El caso del comercial de Maradona en el Mundial 2026: preguntas éticas sobre la protección de la identidad digital tras la muerte en la era de la IA


En el mundo de la publicidad y el deporte, los hitos culturales suelen entrelazarse con avances tecnológicos que amplifican su impacto. El supuesto uso de una simulación de Diego Maradona en un comercial del Mundial 2026 no es un caso aislado, sino una señal de alerta sobre cómo la inteligencia artificial y las tecnologías de procesamiento de imágenes y voz están reconfigurando la forma en que concebimos la identidad, la memoria y la ética de la representación pública.

Este fenómeno abre una conversación crucial: ¿quién tiene derecho a la identidad digital de una persona fallecida y bajo qué condiciones puede ser empleada con fines comerciales o conmemorativos? La respuesta no es simple ni universal, y depende de marcos legales, culturales y empresariales que deben evolucionar al ritmo de la tecnología.

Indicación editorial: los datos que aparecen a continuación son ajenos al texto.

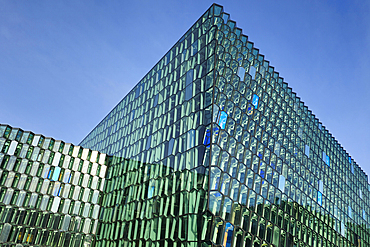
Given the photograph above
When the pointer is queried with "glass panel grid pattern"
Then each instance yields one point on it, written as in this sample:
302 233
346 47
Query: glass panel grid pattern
50 191
275 175
210 148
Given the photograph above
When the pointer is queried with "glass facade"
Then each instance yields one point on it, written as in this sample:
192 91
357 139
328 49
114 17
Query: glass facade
50 190
224 129
210 148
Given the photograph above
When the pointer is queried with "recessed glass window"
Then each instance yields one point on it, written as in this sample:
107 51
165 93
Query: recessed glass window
307 150
241 73
222 119
255 101
282 183
252 72
319 198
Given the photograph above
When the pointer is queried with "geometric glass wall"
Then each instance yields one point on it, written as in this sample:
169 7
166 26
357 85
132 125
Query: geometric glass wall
210 148
50 191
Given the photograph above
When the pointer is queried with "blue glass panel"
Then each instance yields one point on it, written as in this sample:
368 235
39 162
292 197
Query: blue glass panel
249 110
194 48
155 101
151 192
189 77
168 57
56 174
363 214
319 198
252 71
327 160
228 234
262 173
282 183
189 92
241 73
255 101
158 75
207 138
222 119
307 150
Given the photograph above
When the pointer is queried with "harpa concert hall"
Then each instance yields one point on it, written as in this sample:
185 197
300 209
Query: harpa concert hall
210 148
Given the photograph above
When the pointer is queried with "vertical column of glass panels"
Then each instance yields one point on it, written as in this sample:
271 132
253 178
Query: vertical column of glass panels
277 175
157 183
49 190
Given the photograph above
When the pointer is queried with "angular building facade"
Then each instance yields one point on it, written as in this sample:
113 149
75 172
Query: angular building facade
212 148
50 190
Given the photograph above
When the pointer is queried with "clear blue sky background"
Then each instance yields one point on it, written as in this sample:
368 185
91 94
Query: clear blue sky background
65 64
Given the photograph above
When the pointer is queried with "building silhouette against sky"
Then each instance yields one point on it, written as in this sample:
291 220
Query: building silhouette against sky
211 147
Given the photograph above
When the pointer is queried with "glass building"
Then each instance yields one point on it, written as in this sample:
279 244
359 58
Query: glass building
212 148
49 190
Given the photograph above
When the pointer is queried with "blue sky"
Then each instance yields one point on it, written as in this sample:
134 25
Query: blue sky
65 64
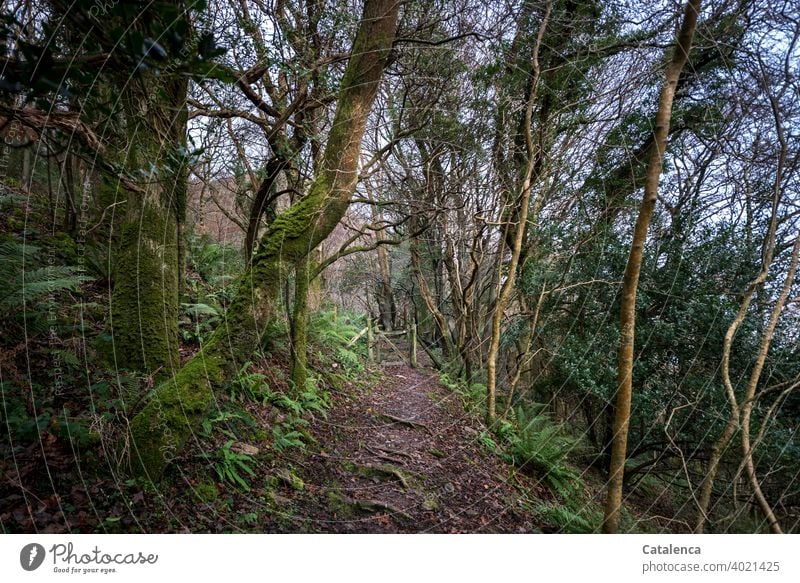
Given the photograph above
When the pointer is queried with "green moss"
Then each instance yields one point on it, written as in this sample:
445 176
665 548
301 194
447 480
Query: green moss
206 492
174 411
144 304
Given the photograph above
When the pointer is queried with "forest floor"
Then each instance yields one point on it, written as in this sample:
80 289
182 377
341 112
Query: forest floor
403 455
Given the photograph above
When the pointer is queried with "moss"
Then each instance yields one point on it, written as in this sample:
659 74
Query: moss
174 411
144 303
206 492
300 327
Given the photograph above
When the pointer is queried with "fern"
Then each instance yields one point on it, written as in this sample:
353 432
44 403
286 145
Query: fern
231 464
284 439
538 444
25 285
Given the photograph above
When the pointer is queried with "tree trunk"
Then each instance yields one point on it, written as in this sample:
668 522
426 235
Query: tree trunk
519 232
300 324
631 278
145 299
176 408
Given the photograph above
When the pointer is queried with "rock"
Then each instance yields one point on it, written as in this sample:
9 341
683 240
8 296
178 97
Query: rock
289 478
245 448
279 501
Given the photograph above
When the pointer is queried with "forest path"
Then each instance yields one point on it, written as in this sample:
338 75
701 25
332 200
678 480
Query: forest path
404 456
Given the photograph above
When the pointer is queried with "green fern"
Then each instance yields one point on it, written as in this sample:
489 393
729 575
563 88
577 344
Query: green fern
537 444
26 285
230 466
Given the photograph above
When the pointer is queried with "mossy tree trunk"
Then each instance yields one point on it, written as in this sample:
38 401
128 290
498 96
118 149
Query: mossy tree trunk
175 408
149 258
300 323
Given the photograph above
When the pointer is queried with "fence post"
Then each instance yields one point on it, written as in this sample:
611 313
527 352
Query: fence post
370 340
412 343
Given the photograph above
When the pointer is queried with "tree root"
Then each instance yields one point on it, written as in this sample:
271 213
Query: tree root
390 455
375 506
406 422
385 470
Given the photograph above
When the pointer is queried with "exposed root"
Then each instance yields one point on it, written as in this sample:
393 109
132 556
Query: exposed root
406 422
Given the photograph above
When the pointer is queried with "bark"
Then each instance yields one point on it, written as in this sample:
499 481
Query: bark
300 324
519 233
177 407
633 268
145 298
720 445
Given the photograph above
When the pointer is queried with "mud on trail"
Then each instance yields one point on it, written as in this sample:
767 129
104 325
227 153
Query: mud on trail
404 456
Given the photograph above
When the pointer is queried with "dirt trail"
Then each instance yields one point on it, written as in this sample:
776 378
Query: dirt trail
404 456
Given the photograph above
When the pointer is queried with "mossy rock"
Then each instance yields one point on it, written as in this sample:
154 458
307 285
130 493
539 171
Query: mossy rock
206 492
290 479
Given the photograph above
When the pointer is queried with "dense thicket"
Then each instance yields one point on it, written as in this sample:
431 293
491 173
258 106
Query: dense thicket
187 186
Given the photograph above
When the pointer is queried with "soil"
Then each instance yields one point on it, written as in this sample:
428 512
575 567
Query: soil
403 455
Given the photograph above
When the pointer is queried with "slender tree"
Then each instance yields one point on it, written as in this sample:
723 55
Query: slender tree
177 406
631 278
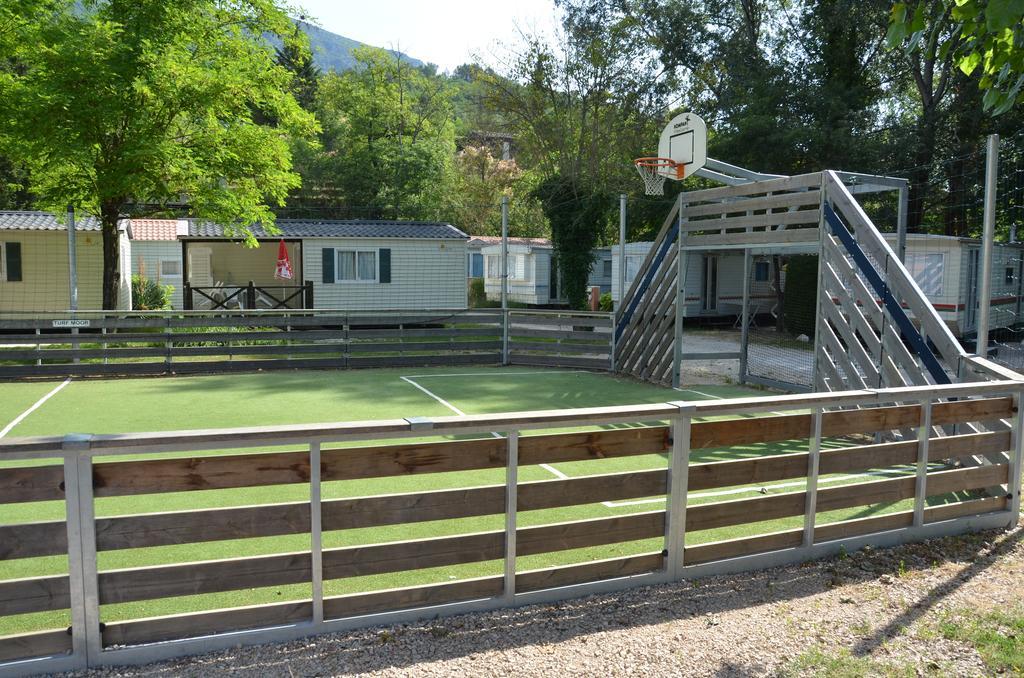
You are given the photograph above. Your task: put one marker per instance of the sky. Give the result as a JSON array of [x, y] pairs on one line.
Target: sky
[[442, 32]]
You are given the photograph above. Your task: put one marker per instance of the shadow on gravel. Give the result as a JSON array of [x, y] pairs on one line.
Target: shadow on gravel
[[985, 555], [400, 647]]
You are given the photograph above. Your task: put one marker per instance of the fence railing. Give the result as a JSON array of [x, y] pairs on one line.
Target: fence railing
[[673, 533], [146, 343]]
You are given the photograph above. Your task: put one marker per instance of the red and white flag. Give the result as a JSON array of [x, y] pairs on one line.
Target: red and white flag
[[284, 268]]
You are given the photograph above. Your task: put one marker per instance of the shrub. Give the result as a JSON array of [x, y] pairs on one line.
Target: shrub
[[150, 295], [800, 302], [477, 295]]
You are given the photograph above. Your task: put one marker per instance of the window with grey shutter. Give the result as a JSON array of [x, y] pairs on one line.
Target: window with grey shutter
[[12, 261], [328, 253]]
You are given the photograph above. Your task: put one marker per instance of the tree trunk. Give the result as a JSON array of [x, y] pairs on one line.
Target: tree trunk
[[777, 264], [109, 214], [922, 172]]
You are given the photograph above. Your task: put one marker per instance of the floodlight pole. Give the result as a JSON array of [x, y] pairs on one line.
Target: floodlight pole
[[988, 235], [505, 280], [622, 249], [904, 199], [72, 260]]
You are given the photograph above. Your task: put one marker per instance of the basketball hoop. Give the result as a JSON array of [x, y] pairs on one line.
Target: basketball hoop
[[654, 171]]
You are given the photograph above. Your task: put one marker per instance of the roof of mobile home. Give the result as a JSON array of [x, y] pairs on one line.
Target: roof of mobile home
[[487, 241], [30, 220], [158, 229], [340, 228]]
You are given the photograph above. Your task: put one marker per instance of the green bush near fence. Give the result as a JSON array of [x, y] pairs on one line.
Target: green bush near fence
[[147, 294], [799, 305]]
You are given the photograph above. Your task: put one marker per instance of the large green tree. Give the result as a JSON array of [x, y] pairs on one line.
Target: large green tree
[[388, 139], [110, 103], [582, 109], [982, 36]]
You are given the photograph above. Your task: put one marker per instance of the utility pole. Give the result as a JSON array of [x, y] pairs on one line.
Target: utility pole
[[987, 238], [72, 259]]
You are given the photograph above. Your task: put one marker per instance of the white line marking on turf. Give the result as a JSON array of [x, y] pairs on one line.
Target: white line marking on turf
[[7, 429], [551, 469], [491, 374], [747, 491], [717, 397], [448, 405]]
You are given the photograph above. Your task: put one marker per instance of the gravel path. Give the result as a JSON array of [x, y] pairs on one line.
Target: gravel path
[[871, 603]]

Ventajas y riesgos surgen de manera paralela. Por un lado, la tecnología permite mantener viva la memoria de figuras públicas, crear experiencias de marca que conectan emocionalmente y ofrecer nuevas formas de homenaje a través de contenidos personalizados. Por otro lado, surgen desafíos evidentes: la posibilidad de manipulación, la falta de consentimiento explícito de la persona fallecida (y, en su defecto, de sus herederos), el riesgo de desnaturalizar la memoria y la dignidad de la figura representada, así como la vulneración de derechos de imagen y de protección de datos.

El marco ético debe considerar al menos tres pilares. Primero, el consentimiento informado y exclusivo, que no debe depender de acuerdos genéricos o prolongaciones de legados pasados, sino de permisos claros, temporales y revocables. Segundo, la transparencia: cualquier uso de una identidad digital debe dejar claro al público que se trata de una representación creada por IA, distinguiendo entre homenaje, parodia o publicidad. Tercero, la dignidad y el contexto: la representación debe respetar la memoria de la persona, evitando usos que trivialicen su legado o lo asocien a mensajes que contravengan sus valores o la sensibilidad de sus seguidores.

El surgimiento de estas prácticas exige respuestas normativas más robustas. Las leyes de derechos de imagen y de protección de datos deben adaptar sus definiciones para contemplar la identidad digital post mortem, incluyendo derechos de herederos, reglas de consentimiento, duración de permisos y mecanismos de supervisión independientes. Además, las políticas de las plataformas y los códigos éticos de la industria deben incorporar estándares mínimos sobre autenticidad, control de uso y límites de representación, con auditorías y garantías de reversibilidad en caso de abuso.

Desde la perspectiva del negocio, la oportunidad de crear experiencias memorables no debe ceder ante la ambición tecnológica sin un marco ético sólido. Las marcas deben desarrollar protocolos de verificación de consentimiento, establecer límites contractuales claros con las agencias y herederos, y promover campañas que honren a las figuras públicas sin manipular su legado ni explotar su identidad de forma irresponsable.

La conversación global sobre identidad digital está en su infancia en comparación con el ritmo acelerado de la IA. Casos como el del Mundial 2026 resuenan como campanadas que advierten que la tecnología no debe determinar quién decide sobre la memoria de una persona fallecida. Impulsa, por tanto, una reflexión colectiva: ¿cómo podemos construir un ecosistema donde la innovación conviva con la dignidad, la autonomía de la memoria y la protección eficaz de la identidad digital pos mortem?

En última instancia, la responsabilidad recae en actores diversos: reguladores que articulen normas claras, empresas que adopten prácticas de consentimiento y transparencia, creativos que prioricen la ética en el diseño de campañas, y la sociedad civil que exija cuentas y fiscalice los usos de estas tecnologías. Si logramos alinear progreso tecnológico con respeto a la memoria y la identidad, podremos aprovechar el potencial de la IA sin sacrificar valores fundamentales que sustentan la convivencia en una era digital cada vez más omnipresente.